Además de Estados Unidos, Paradise Entertainment está hablando con otros posibles compradores fuera del continente asiático, sin que hayan transcendido los detalles. “Somos los primeros fabricantes de máquinas de azar en producir un robot con forma humana y que sea un dealer”, aseguró el presidente de la compañía, Jay Chun.
No en Macao
Pese a que Min debutó en Macao, no será precisamente la ciudad asiática, centro de las apuestas en todo el continente, la que use este tipo de máquinas. Y la razón es más bien sencilla. Los jugadores que van a Macao prefieren interactuar con sus rivales y al mismo tiempo con el crupier en la mesa, lo que le hace que la máquina necesite estar más perfeccionada de lo que lo está en la realidad. De hecho, y según las Leyes de Macao, solo los residentes locales pueden ser contratados para ser crupieres, cerrando la puerta a los trabajadores extranjeros.
Lucha entre compañías
Hanson Robotics, otra compañía dedicada al mundo de la robótica, también ha estado vendiendo un producto similar al de Paradise Entertainment a un operador de Casinos de Macao, por lo que la guerra entre compañías está abierta.

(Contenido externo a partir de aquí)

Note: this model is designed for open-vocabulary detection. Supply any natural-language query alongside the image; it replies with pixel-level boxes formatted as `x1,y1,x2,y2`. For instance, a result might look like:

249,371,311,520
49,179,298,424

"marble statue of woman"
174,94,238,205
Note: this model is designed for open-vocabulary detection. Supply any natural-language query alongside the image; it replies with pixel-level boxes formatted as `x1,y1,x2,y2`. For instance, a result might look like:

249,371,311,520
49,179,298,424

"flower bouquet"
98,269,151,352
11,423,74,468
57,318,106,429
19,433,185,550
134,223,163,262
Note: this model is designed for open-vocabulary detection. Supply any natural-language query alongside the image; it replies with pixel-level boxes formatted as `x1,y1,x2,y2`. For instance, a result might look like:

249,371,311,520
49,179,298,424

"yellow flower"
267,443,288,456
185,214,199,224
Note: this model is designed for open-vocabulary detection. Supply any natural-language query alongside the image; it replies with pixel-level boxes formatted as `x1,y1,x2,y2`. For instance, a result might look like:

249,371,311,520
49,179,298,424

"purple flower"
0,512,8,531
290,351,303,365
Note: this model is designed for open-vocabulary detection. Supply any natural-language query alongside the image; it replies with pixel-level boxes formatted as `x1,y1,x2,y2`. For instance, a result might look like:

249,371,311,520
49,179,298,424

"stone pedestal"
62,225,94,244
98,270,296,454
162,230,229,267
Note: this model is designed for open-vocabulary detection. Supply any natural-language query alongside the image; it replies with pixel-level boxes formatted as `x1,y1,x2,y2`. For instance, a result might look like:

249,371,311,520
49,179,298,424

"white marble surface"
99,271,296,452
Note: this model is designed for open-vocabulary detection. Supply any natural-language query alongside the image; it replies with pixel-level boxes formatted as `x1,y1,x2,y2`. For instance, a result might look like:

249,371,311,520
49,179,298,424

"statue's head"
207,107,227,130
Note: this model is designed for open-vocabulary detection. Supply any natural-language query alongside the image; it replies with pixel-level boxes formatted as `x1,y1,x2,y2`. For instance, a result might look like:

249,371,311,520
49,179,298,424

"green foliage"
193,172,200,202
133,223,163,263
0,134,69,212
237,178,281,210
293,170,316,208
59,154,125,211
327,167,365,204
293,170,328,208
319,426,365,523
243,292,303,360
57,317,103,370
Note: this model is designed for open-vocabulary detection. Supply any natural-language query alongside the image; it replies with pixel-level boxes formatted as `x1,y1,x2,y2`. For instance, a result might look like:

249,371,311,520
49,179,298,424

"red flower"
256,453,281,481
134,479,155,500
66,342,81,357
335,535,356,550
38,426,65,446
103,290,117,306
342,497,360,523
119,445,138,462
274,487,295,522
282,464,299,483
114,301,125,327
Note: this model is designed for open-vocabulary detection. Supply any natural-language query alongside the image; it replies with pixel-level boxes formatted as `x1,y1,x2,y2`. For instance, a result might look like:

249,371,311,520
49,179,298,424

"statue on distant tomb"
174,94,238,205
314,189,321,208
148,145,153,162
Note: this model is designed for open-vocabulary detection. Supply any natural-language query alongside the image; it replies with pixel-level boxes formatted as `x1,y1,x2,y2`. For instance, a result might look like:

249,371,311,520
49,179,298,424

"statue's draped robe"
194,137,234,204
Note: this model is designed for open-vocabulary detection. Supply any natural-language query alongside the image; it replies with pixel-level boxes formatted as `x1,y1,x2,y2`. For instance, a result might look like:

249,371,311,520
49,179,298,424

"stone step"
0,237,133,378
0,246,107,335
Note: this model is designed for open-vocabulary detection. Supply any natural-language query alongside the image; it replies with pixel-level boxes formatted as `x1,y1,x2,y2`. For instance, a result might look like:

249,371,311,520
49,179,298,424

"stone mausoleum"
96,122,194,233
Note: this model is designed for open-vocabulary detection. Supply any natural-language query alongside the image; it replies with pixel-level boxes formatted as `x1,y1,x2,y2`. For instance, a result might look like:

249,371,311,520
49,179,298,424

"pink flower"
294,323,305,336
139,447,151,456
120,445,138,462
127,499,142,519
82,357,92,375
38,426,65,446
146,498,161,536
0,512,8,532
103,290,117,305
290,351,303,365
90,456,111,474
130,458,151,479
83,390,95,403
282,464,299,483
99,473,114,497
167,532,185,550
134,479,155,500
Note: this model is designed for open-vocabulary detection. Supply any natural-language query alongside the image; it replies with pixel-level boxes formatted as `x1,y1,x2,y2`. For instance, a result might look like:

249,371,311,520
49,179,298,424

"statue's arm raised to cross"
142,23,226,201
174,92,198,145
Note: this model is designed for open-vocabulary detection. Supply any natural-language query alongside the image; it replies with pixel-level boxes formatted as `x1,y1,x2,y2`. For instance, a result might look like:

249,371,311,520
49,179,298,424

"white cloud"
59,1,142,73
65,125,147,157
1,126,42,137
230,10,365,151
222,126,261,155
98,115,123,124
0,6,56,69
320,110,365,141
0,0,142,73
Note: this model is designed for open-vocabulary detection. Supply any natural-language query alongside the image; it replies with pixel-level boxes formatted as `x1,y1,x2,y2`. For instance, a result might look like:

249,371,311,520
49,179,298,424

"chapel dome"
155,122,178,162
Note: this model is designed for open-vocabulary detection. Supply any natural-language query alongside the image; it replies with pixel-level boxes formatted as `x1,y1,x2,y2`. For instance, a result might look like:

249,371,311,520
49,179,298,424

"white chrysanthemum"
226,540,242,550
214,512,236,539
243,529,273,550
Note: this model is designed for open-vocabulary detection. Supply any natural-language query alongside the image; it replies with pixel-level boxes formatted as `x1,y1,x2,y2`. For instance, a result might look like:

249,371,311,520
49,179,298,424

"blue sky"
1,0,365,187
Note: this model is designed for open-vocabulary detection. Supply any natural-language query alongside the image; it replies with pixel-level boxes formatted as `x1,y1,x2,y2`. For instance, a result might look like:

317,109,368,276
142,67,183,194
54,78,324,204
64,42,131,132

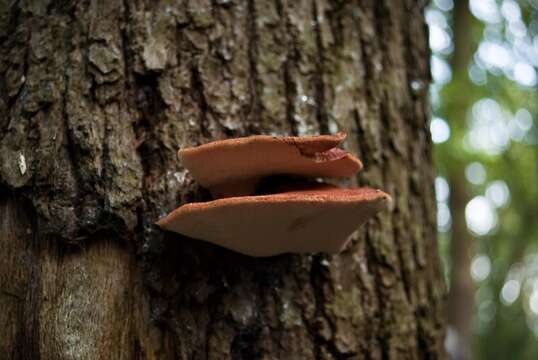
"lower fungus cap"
158,185,390,256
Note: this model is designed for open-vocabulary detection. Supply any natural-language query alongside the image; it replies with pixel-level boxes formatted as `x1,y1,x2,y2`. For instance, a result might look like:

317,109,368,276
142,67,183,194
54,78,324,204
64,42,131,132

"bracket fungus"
157,133,390,256
178,133,362,198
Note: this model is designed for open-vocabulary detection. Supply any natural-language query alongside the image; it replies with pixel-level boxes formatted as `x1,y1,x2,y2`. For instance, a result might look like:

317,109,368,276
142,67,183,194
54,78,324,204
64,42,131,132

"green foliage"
426,0,538,359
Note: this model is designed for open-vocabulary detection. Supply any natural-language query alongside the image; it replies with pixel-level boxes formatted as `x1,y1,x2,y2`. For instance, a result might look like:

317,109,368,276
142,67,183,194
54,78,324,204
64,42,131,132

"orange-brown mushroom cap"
178,133,362,198
158,186,390,256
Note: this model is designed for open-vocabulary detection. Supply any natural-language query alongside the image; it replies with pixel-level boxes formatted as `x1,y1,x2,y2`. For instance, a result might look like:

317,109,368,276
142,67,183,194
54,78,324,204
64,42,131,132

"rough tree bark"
0,0,445,359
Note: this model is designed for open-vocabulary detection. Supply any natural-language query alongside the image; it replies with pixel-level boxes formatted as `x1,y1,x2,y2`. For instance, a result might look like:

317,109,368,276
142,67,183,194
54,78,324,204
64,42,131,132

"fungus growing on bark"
178,133,362,198
158,184,390,256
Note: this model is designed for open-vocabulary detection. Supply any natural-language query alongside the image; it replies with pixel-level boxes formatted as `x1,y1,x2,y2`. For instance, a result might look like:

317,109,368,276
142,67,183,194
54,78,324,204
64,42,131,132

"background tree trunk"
0,0,445,359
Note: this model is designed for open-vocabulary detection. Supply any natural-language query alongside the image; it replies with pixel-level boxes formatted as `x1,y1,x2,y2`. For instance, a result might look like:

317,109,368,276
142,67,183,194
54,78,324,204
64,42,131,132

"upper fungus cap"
158,185,390,256
178,133,362,198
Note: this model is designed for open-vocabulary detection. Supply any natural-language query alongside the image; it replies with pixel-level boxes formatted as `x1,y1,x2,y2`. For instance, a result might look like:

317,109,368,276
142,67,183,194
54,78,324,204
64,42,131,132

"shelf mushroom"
158,185,390,256
157,133,390,256
178,133,362,198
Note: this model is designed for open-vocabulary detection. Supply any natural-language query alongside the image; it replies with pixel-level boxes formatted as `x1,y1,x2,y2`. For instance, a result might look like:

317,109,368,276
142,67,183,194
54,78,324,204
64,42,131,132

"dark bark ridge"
0,0,444,359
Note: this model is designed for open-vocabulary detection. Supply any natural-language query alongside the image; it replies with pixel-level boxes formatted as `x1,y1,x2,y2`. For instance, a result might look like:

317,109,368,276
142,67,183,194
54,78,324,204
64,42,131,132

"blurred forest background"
428,0,538,359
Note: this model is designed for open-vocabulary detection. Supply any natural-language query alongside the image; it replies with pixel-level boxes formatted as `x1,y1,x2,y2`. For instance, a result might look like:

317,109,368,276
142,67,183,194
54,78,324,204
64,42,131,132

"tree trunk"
0,0,445,359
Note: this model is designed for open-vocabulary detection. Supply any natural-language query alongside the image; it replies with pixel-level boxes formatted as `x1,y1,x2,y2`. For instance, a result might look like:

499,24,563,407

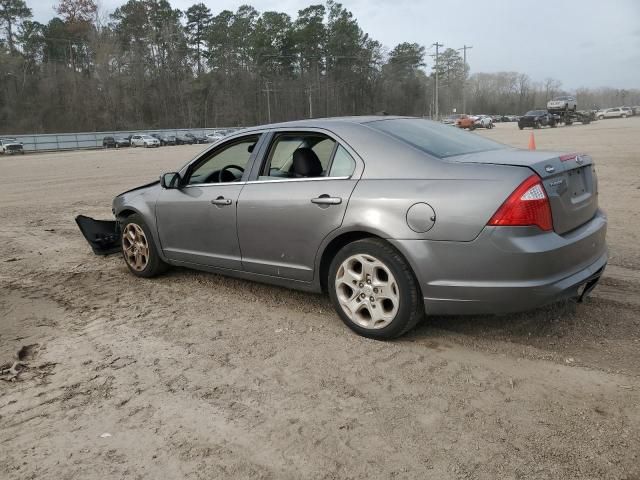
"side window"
187,135,260,185
329,145,356,177
258,133,336,180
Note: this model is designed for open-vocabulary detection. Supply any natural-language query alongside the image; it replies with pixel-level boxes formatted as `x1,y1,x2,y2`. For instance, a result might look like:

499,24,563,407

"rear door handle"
211,197,233,206
311,194,342,205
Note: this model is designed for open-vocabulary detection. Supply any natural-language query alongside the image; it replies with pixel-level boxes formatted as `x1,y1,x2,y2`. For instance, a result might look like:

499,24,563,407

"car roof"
236,115,410,132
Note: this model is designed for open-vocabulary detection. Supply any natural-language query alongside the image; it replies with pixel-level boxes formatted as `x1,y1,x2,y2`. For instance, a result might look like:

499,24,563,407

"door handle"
211,197,233,206
311,194,342,205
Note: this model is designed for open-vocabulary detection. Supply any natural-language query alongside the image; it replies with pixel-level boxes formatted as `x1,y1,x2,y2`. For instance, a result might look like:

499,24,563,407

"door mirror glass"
160,172,180,188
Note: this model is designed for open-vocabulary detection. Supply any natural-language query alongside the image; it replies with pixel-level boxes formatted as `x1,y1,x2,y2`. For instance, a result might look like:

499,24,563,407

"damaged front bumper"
76,215,122,255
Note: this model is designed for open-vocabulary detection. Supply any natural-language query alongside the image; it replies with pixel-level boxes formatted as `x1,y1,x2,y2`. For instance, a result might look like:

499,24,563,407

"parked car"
456,114,477,130
184,132,211,143
0,138,24,155
102,136,131,148
78,116,608,339
518,110,558,130
547,95,578,112
620,107,635,117
151,133,176,146
474,115,494,130
442,113,462,125
176,133,193,145
596,107,629,120
131,134,160,148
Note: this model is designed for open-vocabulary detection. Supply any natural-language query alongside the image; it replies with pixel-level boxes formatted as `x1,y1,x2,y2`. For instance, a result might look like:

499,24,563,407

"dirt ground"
0,118,640,480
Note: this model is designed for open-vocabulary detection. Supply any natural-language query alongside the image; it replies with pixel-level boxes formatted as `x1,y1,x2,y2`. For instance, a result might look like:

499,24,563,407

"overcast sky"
26,0,640,91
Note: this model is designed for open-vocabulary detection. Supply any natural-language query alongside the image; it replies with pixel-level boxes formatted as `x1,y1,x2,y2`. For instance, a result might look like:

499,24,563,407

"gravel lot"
0,117,640,480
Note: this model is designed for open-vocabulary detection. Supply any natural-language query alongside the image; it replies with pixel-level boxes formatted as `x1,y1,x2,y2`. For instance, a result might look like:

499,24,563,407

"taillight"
488,175,553,231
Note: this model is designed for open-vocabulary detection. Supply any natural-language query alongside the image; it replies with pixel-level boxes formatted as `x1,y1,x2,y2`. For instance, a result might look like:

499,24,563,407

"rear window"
366,118,507,158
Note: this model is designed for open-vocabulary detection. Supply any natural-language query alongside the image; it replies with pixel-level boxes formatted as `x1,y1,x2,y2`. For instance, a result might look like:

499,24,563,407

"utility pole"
308,85,313,118
263,80,271,123
433,42,444,120
458,45,473,113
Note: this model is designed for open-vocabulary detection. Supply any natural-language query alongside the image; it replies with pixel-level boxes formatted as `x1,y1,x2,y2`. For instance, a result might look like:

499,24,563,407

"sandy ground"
0,118,640,480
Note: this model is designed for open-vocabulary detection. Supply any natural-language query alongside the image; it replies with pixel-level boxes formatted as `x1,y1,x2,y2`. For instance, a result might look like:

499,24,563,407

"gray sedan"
79,117,607,339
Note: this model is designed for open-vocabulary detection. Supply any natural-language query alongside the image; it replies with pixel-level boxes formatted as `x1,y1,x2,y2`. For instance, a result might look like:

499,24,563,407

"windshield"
365,118,507,158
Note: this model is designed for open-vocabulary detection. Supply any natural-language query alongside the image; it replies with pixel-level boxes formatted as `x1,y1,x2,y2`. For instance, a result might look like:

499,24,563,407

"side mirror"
160,172,182,188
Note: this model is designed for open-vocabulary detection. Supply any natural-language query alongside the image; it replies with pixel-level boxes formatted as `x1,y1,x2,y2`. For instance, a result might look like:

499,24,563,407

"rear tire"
327,238,424,340
120,214,168,278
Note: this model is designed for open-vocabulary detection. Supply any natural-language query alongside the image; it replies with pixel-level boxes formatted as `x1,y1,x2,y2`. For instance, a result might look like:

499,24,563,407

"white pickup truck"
547,95,578,113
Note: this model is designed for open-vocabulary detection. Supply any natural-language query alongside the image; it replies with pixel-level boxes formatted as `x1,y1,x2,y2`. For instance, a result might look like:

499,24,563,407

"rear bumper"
391,211,608,315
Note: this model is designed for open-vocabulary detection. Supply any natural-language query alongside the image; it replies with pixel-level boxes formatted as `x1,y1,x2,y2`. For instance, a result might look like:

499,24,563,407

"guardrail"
0,128,237,152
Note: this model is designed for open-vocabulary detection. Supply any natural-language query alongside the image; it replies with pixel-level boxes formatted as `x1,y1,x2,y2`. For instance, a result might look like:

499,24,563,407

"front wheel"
328,238,424,340
121,214,167,278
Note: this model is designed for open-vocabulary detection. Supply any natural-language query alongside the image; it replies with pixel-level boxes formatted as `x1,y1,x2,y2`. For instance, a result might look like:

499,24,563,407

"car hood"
116,180,160,198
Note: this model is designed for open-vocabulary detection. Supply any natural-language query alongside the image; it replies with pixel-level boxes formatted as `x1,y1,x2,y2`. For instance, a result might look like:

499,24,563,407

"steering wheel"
218,164,244,183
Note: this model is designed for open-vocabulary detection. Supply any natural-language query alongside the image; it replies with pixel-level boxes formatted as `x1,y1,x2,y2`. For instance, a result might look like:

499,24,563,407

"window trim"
180,131,265,188
246,127,364,184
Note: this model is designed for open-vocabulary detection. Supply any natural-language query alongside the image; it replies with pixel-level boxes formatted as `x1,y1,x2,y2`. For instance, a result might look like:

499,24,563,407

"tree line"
0,0,640,133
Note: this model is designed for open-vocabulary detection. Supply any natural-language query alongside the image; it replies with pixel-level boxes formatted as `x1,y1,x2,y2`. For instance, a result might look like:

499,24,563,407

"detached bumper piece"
578,267,604,303
76,215,122,255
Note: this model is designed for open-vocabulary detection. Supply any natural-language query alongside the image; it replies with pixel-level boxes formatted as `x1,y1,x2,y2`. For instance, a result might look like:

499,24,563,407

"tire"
120,214,168,278
327,238,424,340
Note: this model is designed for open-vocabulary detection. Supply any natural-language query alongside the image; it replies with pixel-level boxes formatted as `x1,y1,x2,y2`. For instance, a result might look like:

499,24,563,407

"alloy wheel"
122,223,149,272
335,254,400,329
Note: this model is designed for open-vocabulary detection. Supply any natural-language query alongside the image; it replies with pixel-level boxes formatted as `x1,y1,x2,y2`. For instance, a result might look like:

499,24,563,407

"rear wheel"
328,238,424,340
121,214,167,278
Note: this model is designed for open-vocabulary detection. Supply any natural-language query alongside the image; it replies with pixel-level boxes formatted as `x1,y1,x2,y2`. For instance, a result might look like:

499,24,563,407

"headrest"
291,148,322,177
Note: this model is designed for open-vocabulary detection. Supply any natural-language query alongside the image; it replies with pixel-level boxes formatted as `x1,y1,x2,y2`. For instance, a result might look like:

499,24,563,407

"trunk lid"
448,149,598,234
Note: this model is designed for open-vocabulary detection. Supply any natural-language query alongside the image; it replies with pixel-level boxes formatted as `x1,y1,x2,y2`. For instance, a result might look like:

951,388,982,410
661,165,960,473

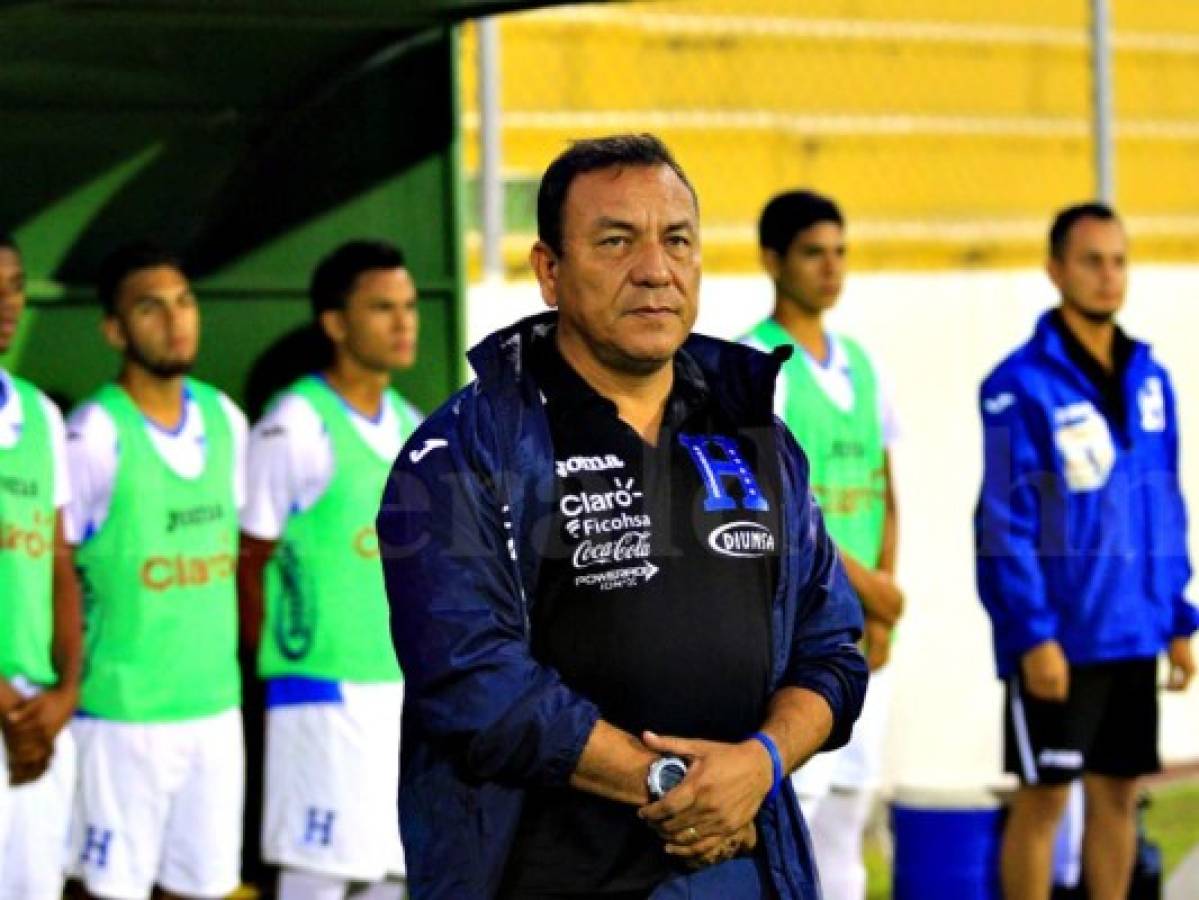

Paradise Entertainment trabaja ahora para acercar sus máquinas lo más posible a la realidad. Y eso pasa por escáneres de cartas, reconocimiento facial de clientes – sobre todo los que más apuestan -, o servicio personalizado para cada jugador.
De hecho, SJM Holdings, propietaria de un casino en Macao que gestionaba Paradise Entertainment, comenzó a pedir hace un par de meses a sus afiliados VIP que fueran aportando sus datos personales y una fotografía, con la finalidad de que las cámaras pudieran reconocerlos una vez estuvieran en la mesa, enviándole un mensaje al director de la sala inmediatamente.